San Bernardo ci ricorda nei suoi Sermones super Cantica Canticorum che “si ama perché si ama e si ama per amare”. Espressione che sembra immediatamente comprensibile, ma che si presenta, invece, ad una più attenta valutazione, tutt’altro che facile da capire.

Gilfredo Marengo, docente stabile di Antropologia teologica presso il Pontificio Istituto Giovanni Paolo II per Studi sul matrimonio e famiglia, dedica un libretto, di appena 65 pagine, ma denso di contenuti, alla questione (2007, Amo perché amo, amo per amare. L’evidenza e il compito, Cantagalli Edizioni, Siena), riportando la riflessione in merito anche all’interno delle osservazioni che Benedetto XVI compie nella sua Deus caritas est.

Oggi, come allora, l’amore resta uno dei temi più importanti per la filosofia, così come per la medicina in generale, perché coinvolge la quasi totalità delle esperienze umane, anche quando crediamo di occuparci d’altro” rispetto all’amare”.

Ogni aspetto della nostra vita è sostanzialmente legato a questo sentimento, al suo nascere, al suo evolversi, esistere e morire, come se l’essenza della nostra volizione si esaurisse proprio in questo particolare tipo di relazione tra noi e le cose, noi e gli altri.

Nonostante l’amore preso in esame sia quello “inter-personale”, l’autore supera l’idea di un amore “inter-soggettivo”, ossia inteso come espressione della volontà di due soggetti, ed approda ad una visione più cosmologicamente intesa.

L’amore che due persone provano l’una per l’altra è una relazione che possiamo davvero comprendere nella sua profondità ed essenza? Si tratta veramente di una relazione fra due persone che vogliono amarsi, desiderano amarsi, oppure è qualcosa di più complesso e forse più misterioso?

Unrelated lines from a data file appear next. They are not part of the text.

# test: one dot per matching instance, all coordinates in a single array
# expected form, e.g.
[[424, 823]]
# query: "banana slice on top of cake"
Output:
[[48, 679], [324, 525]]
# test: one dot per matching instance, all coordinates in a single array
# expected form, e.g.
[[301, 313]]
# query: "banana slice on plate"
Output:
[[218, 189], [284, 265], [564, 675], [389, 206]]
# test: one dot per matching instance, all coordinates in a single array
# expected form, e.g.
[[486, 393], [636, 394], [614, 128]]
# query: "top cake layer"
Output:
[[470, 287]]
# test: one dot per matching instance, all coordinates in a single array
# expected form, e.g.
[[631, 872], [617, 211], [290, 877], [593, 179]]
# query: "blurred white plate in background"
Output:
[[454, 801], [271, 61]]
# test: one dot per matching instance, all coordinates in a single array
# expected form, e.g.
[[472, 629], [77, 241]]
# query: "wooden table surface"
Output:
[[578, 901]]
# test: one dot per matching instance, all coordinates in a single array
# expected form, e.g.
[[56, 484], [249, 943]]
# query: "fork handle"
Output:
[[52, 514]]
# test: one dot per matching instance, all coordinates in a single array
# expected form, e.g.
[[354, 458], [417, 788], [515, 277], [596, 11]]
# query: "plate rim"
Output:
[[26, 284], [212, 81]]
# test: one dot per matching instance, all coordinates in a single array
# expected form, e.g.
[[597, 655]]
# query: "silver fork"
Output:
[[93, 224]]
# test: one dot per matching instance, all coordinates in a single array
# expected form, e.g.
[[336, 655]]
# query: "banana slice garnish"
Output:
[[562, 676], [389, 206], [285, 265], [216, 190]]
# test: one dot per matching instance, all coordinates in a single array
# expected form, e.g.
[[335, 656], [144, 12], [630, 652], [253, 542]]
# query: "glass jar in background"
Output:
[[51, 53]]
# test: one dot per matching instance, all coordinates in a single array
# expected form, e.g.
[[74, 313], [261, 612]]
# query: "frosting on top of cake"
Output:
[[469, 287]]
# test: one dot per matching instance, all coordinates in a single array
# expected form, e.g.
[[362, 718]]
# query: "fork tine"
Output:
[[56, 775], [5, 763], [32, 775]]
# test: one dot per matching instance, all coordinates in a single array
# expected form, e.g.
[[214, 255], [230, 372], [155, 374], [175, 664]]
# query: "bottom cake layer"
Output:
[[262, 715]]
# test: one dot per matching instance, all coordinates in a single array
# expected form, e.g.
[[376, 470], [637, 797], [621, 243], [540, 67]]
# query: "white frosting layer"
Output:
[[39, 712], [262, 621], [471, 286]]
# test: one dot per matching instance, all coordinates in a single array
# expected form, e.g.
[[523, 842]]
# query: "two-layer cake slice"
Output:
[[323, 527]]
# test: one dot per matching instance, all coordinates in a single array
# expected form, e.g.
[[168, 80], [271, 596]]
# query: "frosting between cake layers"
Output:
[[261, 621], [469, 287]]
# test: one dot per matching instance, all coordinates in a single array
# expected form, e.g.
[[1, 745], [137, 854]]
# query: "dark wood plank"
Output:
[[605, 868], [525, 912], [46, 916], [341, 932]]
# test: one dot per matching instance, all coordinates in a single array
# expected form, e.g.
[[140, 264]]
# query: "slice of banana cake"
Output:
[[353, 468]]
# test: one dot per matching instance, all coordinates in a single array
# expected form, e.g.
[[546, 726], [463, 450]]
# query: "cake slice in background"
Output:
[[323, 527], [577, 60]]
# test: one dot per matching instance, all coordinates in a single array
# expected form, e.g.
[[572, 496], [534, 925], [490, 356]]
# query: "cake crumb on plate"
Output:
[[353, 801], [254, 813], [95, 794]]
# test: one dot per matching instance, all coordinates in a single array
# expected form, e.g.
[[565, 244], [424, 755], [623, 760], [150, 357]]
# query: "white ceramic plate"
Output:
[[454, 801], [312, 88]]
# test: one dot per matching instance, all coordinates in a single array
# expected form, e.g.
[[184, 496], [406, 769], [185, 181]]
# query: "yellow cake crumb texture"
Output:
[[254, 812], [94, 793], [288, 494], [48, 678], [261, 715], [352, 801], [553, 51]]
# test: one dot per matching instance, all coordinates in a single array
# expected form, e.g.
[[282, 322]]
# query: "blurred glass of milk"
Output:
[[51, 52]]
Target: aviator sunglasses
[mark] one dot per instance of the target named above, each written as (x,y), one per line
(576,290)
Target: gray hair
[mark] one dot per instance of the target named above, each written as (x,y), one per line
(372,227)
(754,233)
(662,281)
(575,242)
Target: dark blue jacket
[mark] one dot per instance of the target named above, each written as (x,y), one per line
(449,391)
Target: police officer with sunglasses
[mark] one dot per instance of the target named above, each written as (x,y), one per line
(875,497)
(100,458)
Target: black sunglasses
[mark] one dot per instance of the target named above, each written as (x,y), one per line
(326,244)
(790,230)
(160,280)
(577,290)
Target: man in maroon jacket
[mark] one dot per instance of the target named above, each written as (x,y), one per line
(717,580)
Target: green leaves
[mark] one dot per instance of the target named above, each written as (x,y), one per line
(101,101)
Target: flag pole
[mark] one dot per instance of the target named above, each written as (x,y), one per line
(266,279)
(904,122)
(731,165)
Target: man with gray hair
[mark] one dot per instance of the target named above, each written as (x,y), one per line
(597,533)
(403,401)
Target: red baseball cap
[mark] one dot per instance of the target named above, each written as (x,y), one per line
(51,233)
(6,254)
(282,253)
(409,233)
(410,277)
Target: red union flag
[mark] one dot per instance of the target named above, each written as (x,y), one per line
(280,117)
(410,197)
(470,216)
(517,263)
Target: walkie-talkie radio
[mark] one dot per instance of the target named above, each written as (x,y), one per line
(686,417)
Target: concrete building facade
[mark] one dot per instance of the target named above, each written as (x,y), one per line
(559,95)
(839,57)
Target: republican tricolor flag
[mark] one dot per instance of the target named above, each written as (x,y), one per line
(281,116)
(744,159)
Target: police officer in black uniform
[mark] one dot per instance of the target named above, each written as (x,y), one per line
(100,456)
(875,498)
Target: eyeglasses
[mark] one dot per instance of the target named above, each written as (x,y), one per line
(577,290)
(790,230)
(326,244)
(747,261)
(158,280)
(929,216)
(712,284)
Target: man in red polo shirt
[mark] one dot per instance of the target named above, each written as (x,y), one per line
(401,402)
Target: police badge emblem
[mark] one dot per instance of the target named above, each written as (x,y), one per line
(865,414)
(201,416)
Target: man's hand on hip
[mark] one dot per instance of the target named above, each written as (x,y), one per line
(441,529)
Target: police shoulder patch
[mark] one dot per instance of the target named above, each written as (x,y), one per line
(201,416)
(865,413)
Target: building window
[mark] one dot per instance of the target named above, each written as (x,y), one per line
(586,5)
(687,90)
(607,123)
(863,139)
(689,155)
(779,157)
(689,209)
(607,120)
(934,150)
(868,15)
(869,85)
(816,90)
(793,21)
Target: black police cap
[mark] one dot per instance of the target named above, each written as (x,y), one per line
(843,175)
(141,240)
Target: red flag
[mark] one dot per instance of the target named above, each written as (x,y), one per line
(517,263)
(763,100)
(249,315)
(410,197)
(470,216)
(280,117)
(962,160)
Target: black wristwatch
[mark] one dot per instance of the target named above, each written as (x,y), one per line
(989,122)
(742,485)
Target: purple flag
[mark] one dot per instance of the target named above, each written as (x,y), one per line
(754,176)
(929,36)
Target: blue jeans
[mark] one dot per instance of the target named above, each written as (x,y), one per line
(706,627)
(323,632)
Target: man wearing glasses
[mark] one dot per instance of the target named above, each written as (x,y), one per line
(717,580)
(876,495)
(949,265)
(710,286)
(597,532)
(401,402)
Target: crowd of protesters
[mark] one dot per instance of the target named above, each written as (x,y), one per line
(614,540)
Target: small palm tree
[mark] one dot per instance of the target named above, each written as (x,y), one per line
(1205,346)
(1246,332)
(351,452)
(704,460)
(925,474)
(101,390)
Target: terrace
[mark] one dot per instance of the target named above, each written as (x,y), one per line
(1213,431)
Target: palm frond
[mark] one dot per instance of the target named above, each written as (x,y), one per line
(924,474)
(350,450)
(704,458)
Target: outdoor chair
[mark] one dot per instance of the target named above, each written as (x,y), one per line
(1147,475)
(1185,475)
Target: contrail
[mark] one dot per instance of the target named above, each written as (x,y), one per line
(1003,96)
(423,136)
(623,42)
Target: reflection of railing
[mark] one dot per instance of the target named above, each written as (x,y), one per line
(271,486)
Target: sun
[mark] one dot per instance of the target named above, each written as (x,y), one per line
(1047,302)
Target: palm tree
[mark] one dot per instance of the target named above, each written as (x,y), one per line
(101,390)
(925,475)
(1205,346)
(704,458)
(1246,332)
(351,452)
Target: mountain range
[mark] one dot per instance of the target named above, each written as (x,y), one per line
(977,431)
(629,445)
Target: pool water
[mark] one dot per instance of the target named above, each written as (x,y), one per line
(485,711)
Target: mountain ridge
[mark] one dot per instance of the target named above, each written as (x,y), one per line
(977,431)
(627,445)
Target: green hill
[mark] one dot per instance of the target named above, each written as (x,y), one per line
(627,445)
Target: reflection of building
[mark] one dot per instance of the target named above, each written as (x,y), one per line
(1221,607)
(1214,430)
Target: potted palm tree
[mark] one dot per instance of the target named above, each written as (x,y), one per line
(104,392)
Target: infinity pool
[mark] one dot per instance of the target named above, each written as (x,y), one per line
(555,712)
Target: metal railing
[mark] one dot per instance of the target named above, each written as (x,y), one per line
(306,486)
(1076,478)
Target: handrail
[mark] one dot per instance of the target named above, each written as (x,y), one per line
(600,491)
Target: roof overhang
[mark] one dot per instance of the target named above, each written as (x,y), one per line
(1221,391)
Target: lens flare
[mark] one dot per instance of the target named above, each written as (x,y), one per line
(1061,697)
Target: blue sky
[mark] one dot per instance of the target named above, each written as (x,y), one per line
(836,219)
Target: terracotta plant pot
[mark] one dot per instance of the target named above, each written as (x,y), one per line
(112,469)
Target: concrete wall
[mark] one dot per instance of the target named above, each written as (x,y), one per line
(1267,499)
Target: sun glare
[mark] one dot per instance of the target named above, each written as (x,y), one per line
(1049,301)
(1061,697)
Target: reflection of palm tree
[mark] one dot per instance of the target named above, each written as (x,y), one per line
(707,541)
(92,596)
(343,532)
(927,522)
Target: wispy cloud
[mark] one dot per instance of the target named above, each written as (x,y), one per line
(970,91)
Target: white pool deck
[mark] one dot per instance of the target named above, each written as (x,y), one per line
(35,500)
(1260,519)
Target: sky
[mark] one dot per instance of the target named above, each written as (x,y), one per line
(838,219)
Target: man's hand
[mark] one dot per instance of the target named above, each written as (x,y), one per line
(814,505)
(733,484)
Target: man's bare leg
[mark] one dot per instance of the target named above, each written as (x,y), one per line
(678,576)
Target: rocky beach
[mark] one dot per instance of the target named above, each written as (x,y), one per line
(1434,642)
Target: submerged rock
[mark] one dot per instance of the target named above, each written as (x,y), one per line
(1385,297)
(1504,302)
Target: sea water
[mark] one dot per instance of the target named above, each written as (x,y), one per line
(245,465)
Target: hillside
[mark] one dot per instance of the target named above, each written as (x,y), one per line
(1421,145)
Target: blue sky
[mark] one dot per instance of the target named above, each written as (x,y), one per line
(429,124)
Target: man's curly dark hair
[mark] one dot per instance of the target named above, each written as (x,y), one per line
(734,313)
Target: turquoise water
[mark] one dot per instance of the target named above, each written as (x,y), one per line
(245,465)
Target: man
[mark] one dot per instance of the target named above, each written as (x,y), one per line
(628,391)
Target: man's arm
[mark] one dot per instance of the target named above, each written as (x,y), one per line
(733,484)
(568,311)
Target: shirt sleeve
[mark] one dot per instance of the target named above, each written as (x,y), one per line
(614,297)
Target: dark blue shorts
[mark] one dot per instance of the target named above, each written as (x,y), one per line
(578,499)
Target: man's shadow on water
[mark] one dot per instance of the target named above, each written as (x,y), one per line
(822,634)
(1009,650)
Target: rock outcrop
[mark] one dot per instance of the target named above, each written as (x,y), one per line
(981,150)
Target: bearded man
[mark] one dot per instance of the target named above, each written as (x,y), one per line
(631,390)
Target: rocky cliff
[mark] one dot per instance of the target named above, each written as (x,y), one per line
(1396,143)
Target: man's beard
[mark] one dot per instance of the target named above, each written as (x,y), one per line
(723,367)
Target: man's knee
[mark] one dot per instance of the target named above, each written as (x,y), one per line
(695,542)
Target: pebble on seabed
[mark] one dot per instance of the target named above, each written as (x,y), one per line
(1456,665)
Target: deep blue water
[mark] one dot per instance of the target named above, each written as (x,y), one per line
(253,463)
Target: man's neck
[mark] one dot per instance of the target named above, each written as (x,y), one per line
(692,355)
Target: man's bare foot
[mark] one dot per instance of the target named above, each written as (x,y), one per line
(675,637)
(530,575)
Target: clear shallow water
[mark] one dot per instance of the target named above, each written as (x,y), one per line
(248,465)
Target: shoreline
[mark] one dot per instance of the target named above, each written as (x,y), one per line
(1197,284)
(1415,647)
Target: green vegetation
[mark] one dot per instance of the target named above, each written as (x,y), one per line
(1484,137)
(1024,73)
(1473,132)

Gilfredo Marengo tenta di rispondere a queste domande dal suo punto di vista, ossia quello dell’antropologia teologica, che cerca di individuare l’eventuale legame che esiste fra la vita finita umana e la presenza di Dio in questa vita e non solo oltre il sensibile.

Dopo una prima analisi della differenza che esiste fra amore erotico e amore agapico, con la chiara supremazia del primo rispetto al secondo, perché il primo basato su un atto di accoglienza che scende dal cielo verso l’uomo e non frutto del mero desiderio libidico umano, l’autore entra nel vivo della questione chiedendosi se possiamo veramente disquisire dell’amore e sull’amore senza averne fatto esperienza?

È tuttavia evidente che l’esperienza che dell’amore facciamo deve contenere qualche cosa di universale e generale per poterla raccontare, altrimenti sarebbero poche le persone in grado di comprenderla.

L’aspetto universale dell’amore, secondo la prospettiva del Marengo, che appunto mette in luce gli elementi teorici presenti in San Bernardo, è il concetto di libertà, con la quale si manifesta l’amore.

Egli scrive infatti che “la modalità di raccordo tra l’umano e il divino, secondo la forma cristologica, non può essere concepita che come l’incontro di due libertà” (pg. 27), all’interno del quale è l’amore stesso che diventa maestro e guida degli amanti.

Non possiamo argomentare sull’amore senza averlo prima sperimentato, mentre possiamo dire qualche cosa circa il pianeta Nettuno, anche se non ne abbiamo fatto esperienza concreta. E questo siamo in grado di farlo solo sulla base delle nostre generalizzazioni mentali circa il nostro esperire il mondo in cui viviamo.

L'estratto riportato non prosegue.